LatinaLista — A new study published in the journal Pediatrics found that muscular dystrophy, a genetic muscle-weakening disorder, affects 1 in 5,000 boys in the United States — the majority are Latino.
The population-based study, featuring collaboration from the University of Iowa, University of Rochester, University of Arizona, University of Colorado-Aurora, the New York State Department of Health, and the Centers for Disease Control and Prevention (CDC), and funded by the CDC — looked at data — taken mostly from birth and death certificates and medical records — for children born between 1982 and 2011 in six states: Arizona, Colorado, Georgia, Hawaii, Iowa and western New York.
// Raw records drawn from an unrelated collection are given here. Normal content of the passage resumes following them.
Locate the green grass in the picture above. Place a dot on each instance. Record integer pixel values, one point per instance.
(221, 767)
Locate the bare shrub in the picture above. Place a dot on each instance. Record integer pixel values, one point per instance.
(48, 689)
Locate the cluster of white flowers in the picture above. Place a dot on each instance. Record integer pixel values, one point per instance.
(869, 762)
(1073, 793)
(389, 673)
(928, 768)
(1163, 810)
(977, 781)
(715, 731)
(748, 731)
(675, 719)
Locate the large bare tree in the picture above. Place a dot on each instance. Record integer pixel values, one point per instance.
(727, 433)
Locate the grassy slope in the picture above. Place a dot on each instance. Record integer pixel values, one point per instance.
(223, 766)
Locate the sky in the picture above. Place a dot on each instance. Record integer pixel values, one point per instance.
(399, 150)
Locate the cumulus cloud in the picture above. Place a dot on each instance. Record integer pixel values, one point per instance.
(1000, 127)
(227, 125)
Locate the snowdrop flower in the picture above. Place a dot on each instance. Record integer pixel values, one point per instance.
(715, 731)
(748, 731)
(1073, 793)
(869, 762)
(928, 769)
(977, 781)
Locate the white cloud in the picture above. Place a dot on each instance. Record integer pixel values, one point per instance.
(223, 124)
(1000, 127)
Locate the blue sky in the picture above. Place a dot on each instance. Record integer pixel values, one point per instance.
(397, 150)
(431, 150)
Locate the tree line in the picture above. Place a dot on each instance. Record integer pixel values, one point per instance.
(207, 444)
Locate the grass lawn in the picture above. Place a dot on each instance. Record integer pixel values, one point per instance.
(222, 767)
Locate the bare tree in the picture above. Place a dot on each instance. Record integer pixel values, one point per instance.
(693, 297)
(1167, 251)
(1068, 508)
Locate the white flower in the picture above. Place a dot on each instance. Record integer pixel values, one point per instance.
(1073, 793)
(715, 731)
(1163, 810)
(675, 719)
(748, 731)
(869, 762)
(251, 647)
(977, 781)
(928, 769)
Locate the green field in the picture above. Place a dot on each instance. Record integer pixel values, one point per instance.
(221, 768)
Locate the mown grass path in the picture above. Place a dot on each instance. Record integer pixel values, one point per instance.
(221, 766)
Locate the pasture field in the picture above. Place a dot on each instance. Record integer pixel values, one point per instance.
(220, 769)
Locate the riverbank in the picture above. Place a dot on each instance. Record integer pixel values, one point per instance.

The most common form of the disease that primarily affects boys is known as Duchenne muscular dystrophy. The disease robs boys between the ages of 7 and 13 of their ability to walk and leads to an early death in either the teen years or 20s. Another form of the disorder that is similar to Duchenne is Becker and while the impact of Becker muscular dystrophy is slower and affects victims at later ages, it, like Duchenne, has no cure.
The majority of children’s cases who were part of the population-based study suffered from Duchenne.
Researchers aren’t clear as to why more Latino boys are impacted by the disorder rather than white or African American boys but feel the study is a way to heighten awareness among healthcare providers of the disease’s prevalence.
“There were always some rather crude estimates of how common these muscular dystrophies are,” says Paul Romitti, an epidemiologist at the University of Iowa. “It tells us that they’re still an important public health concern.